Laurent expansion of $1/\sin^2(z)$.
I am trying to compute the Laurent expression of the function $f(z) = 1/\sin^2(z)$, and I am unable to see where I went wrong. This is my work so far:
By checking WolframAlpha, one sees that the Laurent series does have a principal part (with terms $a_n z^{n}, n<0$), and therefore I expect to get a Laurent series with some negative powers. I am interested in the annulus defined by $\pi < |z| < 2\pi$, and we will need to keep this in mind because trigonometric functions are not bound in the complex plane. What I did is this:
$$\frac{1}{\sin^2(z)} = \frac{1}{1-\cos^2(z)} = (…)$$
Because $|\cos^2(z)|>1$ when $\pi < |z| < 2\pi$, we will need to manipulate the expression a little. Multiplying and dividing the denominator by $\cos^2(z)$, we get: $$(…) = -\frac{1}{\cos^2(z)}\frac{1}{1-\frac{1}{\cos^2(z)}} = (…)$$ I was able to calculate the first few terms of $1/\cos(z)$, and as I result I know that $1/\cos^2(z) = 1 + z^2 + \frac{2}{3}z^4 + O(z^6)$. Since we know that for $|w|<1$ $$\frac{1}{1-w} = \sum_{n=0}^\infty w^n$$ Then I arrive at:
$$(…) = -(1+z^2+O(z^4))\cdot (1 + 1+z^2+O(z^4))$$
It is clear that this product will not yield negative powers anywhere. Where did I go wrong? I suspect it is in my assumption about the values that the cosine will take in the annulus, since in the vicinity of the real axis it does take small values. I do not know how to arrive to the correct Laurent series. I have been trying to solve this in many different ways, but I do not get the desired result. Any help will be appreciated.
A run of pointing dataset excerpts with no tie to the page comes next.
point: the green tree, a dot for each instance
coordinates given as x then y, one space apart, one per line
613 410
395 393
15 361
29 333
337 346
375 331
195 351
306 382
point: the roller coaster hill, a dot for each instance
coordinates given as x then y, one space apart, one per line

Given a pole at $z_0$, you can set $w=z-z_0$ so $z=w+z_0$, then letting $g(w)=f(w+z_0)$ you can expand around $w=0$ to make things easier to notate.
Noting first that $\sin^2(z)= \frac{1-\cos(2z)}{2}$, which gives an easy well known series to work with when expanding.
We have that $\sin^2(n\pi)=0$ for each $n \in \mathbb{Z}$, so $f$ has a pole at each $z_n=n\pi$. Then letting $w=z-z_n$, we have around $0$ that:
$$\begin{align} g(w) & = f(z+n\pi) \\ & = 1/\sin^2(z+n\pi) \\ & = \dfrac{2}{1-\cos(2z+2n\pi)} \\ &= \dfrac{2}{1-\cos(2z)} \\ & = \dfrac{2}{1-1+\dfrac{(2z)^2}{2}-\dfrac{(2z)^4}{24}+O(z^6)}\\ & = z^{-2}*\dfrac{1}{1-\dfrac{z^2}{3}+O(z^4)}\\ & = z^{-2}*\sum_{n=0}^\infty(\dfrac{z^2}{3}+O(z^4))^n \\ & = z^{-2}*(1+z^2/3+O(z^4)) \\ & = \dfrac{1}{z^2}+\dfrac{1}{3}+O(z^2) \end{align}$$
This'll work at least near $n\pi$, but again we'll have issues on whether $\cos(2z)$ will be sufficiently bounded.